PLAISIR D'AMOUR,
ou petite histoire d'une romance de plus de 200 ans
Mélodie de la chanson
Plaisir d'amour
Grand format
Fragment de la chanson Plaisir d'Amour,
dans sa version pour chant et piano, éditée
au début du siècle par Marcel Labbé, éditeur
à Paris, dans la série "Les chansons
classiques".
( Coll. D.H.M. )
Il est peu probable que le petit-neveu de Voltaire, membre de l’Académie française, gentilhomme ordinaire du duc
de Penthièvre et que le directeur de la musique du prince de Condé, Surintendant de la musique du roi Louis XVI,
auteur d’une messe de Requiem exécutée à Saint-Denis le 21 janvier 1816 pour l’anniversaire de la mort du roi
eussent pu imaginer un jour que deux siècles plus tard ils ne seraient plus connus que par une rengaine
populaire, modèle du genre de la chanson française : Plaisir d’amour !

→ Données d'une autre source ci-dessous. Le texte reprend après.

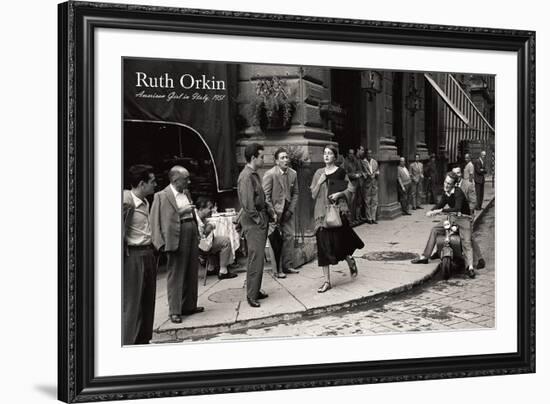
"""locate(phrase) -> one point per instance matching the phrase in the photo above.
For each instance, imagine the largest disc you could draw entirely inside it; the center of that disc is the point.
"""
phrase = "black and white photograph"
(267, 201)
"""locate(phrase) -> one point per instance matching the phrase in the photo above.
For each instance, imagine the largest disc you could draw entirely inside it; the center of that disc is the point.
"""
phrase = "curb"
(180, 334)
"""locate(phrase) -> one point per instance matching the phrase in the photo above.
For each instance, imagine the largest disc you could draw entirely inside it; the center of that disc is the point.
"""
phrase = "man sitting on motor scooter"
(456, 200)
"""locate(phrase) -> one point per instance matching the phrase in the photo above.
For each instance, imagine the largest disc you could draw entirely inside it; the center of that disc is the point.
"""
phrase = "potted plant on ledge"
(271, 108)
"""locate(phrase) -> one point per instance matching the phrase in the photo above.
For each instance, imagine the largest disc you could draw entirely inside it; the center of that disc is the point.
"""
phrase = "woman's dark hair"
(202, 202)
(333, 149)
(279, 151)
(138, 173)
(252, 150)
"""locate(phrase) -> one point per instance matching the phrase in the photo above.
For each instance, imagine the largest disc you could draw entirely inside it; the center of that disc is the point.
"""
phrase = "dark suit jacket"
(480, 171)
(165, 220)
(274, 190)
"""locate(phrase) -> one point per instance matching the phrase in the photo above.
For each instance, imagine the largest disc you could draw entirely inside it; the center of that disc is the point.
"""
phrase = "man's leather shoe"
(175, 318)
(227, 275)
(252, 303)
(262, 295)
(198, 309)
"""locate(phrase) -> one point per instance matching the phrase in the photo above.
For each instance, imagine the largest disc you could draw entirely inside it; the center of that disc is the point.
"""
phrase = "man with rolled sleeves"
(175, 233)
(470, 193)
(253, 220)
(403, 186)
(140, 269)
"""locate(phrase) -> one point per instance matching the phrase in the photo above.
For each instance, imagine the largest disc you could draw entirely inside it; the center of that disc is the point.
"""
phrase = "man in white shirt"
(403, 186)
(469, 191)
(370, 186)
(175, 233)
(211, 245)
(140, 270)
(468, 168)
(417, 176)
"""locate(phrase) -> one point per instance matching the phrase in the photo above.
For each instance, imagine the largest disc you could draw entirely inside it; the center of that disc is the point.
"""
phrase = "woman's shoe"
(352, 267)
(326, 286)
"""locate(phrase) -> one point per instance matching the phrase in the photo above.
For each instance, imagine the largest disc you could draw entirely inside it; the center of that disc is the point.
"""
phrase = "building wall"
(310, 129)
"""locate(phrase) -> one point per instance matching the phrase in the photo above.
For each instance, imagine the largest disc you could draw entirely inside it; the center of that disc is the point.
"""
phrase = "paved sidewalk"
(296, 296)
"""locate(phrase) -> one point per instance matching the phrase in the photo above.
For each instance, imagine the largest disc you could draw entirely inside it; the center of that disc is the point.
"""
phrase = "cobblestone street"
(458, 303)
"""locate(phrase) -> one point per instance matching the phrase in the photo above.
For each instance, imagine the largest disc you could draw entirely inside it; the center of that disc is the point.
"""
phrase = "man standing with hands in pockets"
(280, 185)
(254, 220)
(175, 233)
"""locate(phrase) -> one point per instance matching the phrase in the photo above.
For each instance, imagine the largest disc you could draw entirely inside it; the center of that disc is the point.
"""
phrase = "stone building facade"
(392, 113)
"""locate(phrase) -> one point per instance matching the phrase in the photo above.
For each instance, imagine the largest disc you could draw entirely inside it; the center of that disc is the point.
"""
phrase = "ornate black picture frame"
(76, 353)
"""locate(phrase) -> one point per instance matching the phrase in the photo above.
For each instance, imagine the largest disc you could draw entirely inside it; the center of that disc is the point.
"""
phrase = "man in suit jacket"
(469, 191)
(253, 220)
(280, 185)
(479, 178)
(140, 269)
(417, 176)
(175, 233)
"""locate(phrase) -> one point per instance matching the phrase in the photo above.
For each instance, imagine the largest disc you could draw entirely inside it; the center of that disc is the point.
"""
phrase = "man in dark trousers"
(480, 169)
(175, 233)
(403, 186)
(280, 185)
(140, 270)
(253, 220)
(353, 168)
(458, 203)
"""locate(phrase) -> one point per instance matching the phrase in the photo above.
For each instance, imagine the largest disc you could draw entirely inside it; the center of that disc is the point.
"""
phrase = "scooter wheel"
(446, 267)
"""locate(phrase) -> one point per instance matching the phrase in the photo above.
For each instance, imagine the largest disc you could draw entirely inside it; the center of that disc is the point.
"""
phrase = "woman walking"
(331, 185)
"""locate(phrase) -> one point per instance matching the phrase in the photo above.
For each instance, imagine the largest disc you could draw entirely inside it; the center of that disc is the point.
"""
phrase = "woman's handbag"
(332, 216)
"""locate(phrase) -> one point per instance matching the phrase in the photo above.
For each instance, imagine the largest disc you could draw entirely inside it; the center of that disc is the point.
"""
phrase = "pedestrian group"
(178, 228)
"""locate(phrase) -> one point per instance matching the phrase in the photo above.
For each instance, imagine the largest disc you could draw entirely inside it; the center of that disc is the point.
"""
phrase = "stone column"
(382, 142)
(309, 90)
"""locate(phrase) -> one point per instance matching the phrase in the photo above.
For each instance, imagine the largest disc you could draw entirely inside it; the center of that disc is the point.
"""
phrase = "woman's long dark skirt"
(334, 244)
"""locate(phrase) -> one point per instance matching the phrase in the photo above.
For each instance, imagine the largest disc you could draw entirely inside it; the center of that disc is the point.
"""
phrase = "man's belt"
(140, 247)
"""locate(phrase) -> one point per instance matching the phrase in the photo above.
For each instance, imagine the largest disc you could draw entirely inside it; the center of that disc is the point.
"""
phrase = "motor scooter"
(449, 247)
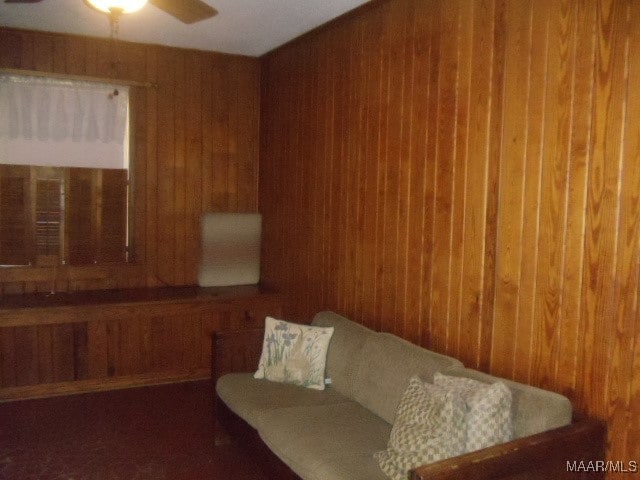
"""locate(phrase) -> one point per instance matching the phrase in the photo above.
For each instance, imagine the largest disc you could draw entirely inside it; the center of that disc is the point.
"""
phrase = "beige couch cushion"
(344, 348)
(533, 410)
(250, 398)
(385, 364)
(327, 442)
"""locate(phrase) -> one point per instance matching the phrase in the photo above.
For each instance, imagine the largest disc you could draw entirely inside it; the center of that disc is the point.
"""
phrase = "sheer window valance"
(63, 123)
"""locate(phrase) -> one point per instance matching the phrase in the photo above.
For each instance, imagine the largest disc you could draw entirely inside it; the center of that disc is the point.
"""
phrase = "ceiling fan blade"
(187, 11)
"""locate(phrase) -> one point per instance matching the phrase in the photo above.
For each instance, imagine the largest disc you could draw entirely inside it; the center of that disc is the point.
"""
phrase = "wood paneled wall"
(466, 174)
(196, 149)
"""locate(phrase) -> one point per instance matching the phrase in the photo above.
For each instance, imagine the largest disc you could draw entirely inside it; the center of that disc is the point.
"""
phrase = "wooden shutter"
(113, 220)
(81, 231)
(48, 220)
(16, 246)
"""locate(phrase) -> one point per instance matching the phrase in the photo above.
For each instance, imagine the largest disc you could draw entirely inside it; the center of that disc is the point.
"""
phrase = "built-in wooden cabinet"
(67, 343)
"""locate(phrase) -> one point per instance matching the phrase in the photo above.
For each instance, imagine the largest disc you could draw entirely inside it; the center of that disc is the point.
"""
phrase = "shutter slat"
(81, 216)
(113, 224)
(48, 220)
(15, 245)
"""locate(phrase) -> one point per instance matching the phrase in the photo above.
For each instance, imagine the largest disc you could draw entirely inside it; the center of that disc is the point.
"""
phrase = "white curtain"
(63, 123)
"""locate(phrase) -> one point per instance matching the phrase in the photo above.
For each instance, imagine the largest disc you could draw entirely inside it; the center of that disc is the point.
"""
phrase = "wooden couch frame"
(553, 454)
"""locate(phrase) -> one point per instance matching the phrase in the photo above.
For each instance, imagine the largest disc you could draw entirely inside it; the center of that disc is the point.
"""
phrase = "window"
(64, 172)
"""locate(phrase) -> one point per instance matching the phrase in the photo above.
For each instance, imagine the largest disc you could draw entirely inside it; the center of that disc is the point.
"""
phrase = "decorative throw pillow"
(488, 410)
(293, 353)
(428, 427)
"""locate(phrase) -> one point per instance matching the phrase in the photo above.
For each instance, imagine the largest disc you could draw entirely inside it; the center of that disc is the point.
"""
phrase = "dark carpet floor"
(152, 433)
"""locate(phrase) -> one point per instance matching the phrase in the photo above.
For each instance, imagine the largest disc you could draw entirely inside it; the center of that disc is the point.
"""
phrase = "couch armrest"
(235, 351)
(545, 455)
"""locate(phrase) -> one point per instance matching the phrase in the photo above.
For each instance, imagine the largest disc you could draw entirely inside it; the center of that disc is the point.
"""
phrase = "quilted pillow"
(488, 410)
(428, 427)
(293, 353)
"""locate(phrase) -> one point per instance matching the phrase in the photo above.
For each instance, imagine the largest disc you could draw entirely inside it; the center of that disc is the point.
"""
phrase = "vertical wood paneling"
(497, 167)
(195, 143)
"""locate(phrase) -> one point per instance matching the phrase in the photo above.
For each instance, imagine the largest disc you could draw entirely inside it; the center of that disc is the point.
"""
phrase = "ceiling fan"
(187, 11)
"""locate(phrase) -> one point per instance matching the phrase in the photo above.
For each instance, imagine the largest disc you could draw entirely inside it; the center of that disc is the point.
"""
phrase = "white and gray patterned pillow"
(428, 427)
(293, 353)
(488, 416)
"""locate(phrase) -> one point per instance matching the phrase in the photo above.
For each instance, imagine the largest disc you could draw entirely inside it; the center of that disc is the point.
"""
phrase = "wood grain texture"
(465, 174)
(195, 147)
(93, 344)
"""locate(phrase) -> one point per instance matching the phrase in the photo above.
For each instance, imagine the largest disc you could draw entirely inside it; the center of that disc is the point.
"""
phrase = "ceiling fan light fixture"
(120, 6)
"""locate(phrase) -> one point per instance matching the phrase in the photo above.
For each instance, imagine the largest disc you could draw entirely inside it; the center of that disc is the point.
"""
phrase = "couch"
(332, 434)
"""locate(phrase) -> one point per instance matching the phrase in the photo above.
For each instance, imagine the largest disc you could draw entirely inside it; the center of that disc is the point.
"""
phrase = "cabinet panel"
(107, 344)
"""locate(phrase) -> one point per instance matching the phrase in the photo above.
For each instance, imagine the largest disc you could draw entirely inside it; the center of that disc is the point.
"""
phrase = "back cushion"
(344, 348)
(533, 410)
(386, 364)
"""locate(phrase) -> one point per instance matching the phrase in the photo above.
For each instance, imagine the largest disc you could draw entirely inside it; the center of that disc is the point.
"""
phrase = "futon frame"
(573, 452)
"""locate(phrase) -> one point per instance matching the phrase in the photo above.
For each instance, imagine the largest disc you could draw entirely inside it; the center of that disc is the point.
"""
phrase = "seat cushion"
(327, 442)
(384, 367)
(344, 349)
(250, 398)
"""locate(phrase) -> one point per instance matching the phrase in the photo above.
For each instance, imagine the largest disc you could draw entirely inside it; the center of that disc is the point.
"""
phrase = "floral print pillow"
(293, 353)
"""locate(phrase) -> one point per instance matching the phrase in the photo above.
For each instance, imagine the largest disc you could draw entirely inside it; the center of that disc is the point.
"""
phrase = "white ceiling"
(246, 27)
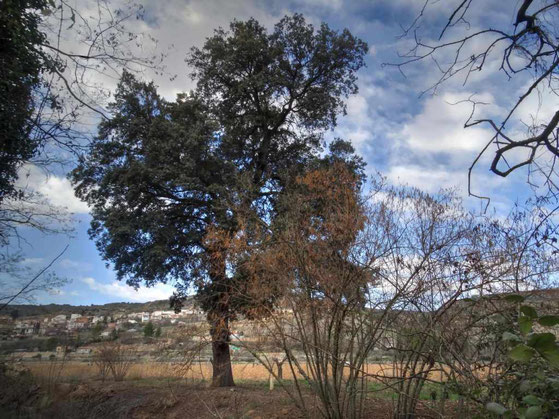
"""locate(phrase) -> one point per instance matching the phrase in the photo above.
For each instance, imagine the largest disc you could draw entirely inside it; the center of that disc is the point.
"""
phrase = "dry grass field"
(198, 371)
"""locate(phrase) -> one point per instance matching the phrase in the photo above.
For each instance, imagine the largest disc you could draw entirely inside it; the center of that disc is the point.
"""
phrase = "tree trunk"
(222, 371)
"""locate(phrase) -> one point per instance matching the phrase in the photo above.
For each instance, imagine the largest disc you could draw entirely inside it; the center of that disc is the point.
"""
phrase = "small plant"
(115, 359)
(531, 380)
(149, 330)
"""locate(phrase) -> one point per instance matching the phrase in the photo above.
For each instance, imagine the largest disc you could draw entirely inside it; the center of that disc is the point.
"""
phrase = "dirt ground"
(158, 398)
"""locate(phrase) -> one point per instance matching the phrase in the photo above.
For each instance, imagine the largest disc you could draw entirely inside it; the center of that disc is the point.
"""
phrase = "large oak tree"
(163, 177)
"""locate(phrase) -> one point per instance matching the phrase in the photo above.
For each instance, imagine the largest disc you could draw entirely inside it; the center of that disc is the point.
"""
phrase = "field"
(77, 371)
(155, 389)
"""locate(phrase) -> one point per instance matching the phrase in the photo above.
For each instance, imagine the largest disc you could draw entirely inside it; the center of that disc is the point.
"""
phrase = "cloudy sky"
(410, 138)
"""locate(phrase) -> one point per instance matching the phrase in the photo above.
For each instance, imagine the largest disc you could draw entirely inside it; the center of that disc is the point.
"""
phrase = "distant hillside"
(93, 309)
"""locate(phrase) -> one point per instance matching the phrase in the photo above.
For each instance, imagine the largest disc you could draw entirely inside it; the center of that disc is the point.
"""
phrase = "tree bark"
(220, 333)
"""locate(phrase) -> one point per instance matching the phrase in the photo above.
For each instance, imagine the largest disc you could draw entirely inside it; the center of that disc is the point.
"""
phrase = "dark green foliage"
(169, 182)
(160, 174)
(529, 387)
(21, 63)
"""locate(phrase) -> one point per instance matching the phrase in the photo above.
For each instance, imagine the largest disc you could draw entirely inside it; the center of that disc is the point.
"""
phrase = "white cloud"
(75, 265)
(57, 190)
(32, 261)
(122, 292)
(439, 127)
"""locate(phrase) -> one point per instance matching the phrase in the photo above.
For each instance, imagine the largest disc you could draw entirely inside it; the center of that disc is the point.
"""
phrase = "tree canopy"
(162, 175)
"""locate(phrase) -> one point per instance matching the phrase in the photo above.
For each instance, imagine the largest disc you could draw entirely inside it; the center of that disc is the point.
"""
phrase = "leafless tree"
(114, 358)
(528, 50)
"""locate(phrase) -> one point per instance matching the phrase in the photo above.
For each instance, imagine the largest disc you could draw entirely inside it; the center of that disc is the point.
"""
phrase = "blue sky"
(410, 138)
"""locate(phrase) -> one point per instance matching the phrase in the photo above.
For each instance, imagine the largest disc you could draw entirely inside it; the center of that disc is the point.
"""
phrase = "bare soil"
(159, 398)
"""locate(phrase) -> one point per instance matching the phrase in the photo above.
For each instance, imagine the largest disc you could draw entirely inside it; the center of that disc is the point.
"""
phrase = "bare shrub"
(115, 359)
(352, 278)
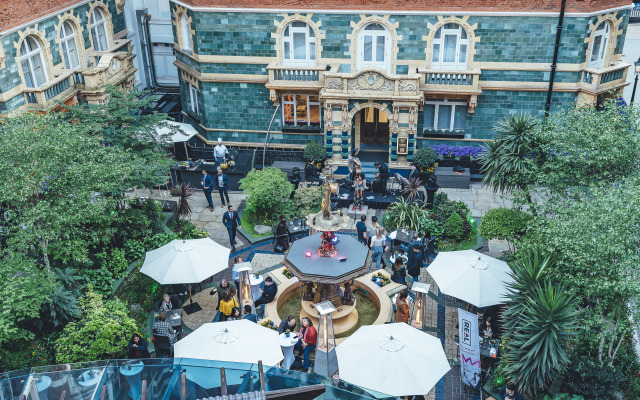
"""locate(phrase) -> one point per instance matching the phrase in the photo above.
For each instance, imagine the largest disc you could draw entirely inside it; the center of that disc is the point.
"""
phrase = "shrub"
(424, 157)
(453, 227)
(268, 191)
(315, 151)
(504, 224)
(591, 379)
(103, 332)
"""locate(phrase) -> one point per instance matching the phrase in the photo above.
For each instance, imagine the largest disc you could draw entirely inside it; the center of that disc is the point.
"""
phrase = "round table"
(287, 344)
(255, 285)
(133, 377)
(88, 380)
(43, 386)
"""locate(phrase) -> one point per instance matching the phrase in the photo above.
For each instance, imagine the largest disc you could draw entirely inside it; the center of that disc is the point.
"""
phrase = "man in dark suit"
(222, 185)
(380, 185)
(207, 186)
(268, 293)
(231, 221)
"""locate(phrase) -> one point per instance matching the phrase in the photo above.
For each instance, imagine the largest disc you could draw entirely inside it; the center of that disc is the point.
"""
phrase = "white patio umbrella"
(239, 341)
(471, 276)
(185, 261)
(395, 359)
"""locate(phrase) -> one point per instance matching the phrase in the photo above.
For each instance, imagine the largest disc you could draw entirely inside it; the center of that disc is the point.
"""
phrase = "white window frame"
(604, 35)
(69, 44)
(288, 51)
(385, 64)
(193, 97)
(437, 48)
(437, 104)
(30, 56)
(97, 24)
(185, 33)
(295, 106)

Jean-Pierre Claris de Florian, né le 6 mars 1755 à Sauve (Gard), décédé le 13 septembre 1794 à Sceaux (Hauts-
de-Seine) est en effet l’auteur des paroles de cette célèbre chanson qui sera interprétée par les plus grands
chanteurs : Yvonne Printemps en 1931, Tino Rossi en 1955 et même Joan Baez en 1968. Il avait en effet
rencontré Voltaire dans sa maison de Ferney, alors qu’il était âgé d’une dizaine d’années. C’est son oncle, qui
avait épousé la nièce du philosophe, qui le lui présenta. Quelques temps plus tard il rentra au service du duc de
Penthièvre qu’il ne quittera plus jusqu'à son décès, arrivé en 1792. Lui-même s’éteindra deux ans plus tard à
l’âge de 39 ans. En 1788, l’Académie française lui ouvrit ses portes. Encouragé par Voltaire, qui lui avait fait
découvrir les Fables de la Fontaine, Florian se consacra tout entier aux lettres. Auteur de nouvelles, pièces de
théâtre et de fables, son œuvre, où fleurissent le bon goût et la sensibilité, ont fait dire à La Harpe que " la
délicatesse et la finesse, qui n’excluent pas le naturel, distinguent et feront toujours aimer les petites comédies de
Florian, et que tout l’esprit qu’on y remarque n’est qu’un composé fort heureux de bon cœur, de bon sens et de
bonne humeur. " Les amoureux de littérature connaissent encore de nos jours ses Comédies (1784), son roman
pastoral Estelle et Némorin (1788) et ses Fables (1792). Au sein de son œuvre ressortent également ses
Nouvelles écrites au début des années 1780 à l’imitation de Cervantes, qui seront suivies un peu plus tard de
Nouvelles nouvelles. Au nombre de six : Bathmendi, nouvelle persane, Célestine, nouvelle espagnole, Sélico,
nouvelle africaine, Pierre, nouvelle allemande, Bliombéris, nouvelle française et Rosalba, nouvelle espagnole,
elles s’apparentent un peu aux Contes moraux de Marmontel qui en fit d’ailleurs l’éloge.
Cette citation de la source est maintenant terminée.